GATHERING ROSEBUDS

For Angela Zack
Gather ye rosebuds while ye may
Old time is still a-flying:
And this same flower that smiles today
Tomorrow will be dying.
Robert Herrick, “To The Virgins, To Make Much of Time”
Hesperides, Public Domain
INT. KANE'S BEDROOM - FAINT DAWN - 1940
A snow scene. An incredible one. Big, impossible flakes of snow, a too picturesque
farmhouse and a snow man. The jingling of sleigh bells in the musical score now
makes an ironic reference to
KANE'S OLD OLD VOICE
Rosebud...
The camera pulls back, showing the whole scene to be contained in one of those glass
balls which are sold in novelty stores all over the world. A hand - Kane's hand,
which has been holding the ball, relaxes. The ball falls out of his hand and bounds
down two carpeted steps leading to the bed, the camera following. The ball falls
off the last step onto the marble floor where it breaks, the fragments glittering in
the first rays of the morning sun. This ray cuts an angular pattern across the
floor, suddenly crossed with a thousand bars of light as the blinds are pulled
across the window.
Herman J. Mankiewicz & Orson Welles, opening scene fragment,
Academy Award winning screenplay for the film,CITIZEN KANE, 1941
copyright, all rights reserved, RKO pictures, 1940; Turner Entertainment, licensee
I
The sacred opens for you the way you wish
And dream. Running when you should be sitting
Turning your lightning moves into mudras
Will take you into the garden before sunrise;
Can you stand the dark? Can you tell saguaros
From the shamans they used to be? Ask yourself:
Are you loping toward
II
We gather out of loneliness, and grope for fear
Of encountering no one. When you read my words
Don’t you find them strange, though the voice
Echoes your own, beckoning you back home?

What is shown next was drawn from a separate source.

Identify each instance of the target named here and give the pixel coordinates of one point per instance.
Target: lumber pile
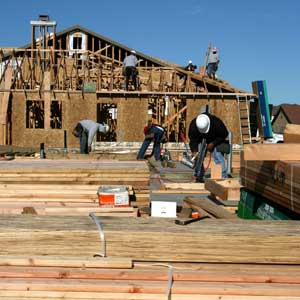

How can a stranger help you do more than fix
your television or toaster? Yet doctors revive
Their patients in rooms painted bardo white.
Nobody dies before they live, once upon a time.
III
Your past lives are yesterday and the day before
if you pay more attention to the carpet stain
than the wine spilled. You disappear into smoke,
and your grand-nephews gobble cake and try
not to act bored. That is, if they are well-bred;
if they haven’t shed a real tear for a grey figure
now gone; if they can’t see the cord rise from
the coffin in effulgence, sensing that it’s you.
IV
Whatever gets your attention gets you. Have you
Found your own words for this on a wet slippery day
You cannot forget, because you braked in time?
Or on a hot scary night when you saw him keel over
But he didn’t, since you sent your love through the air?
Will you place rude stones by your path or cultivate
rosebuds? Will you do it in waking sleep, or not at all?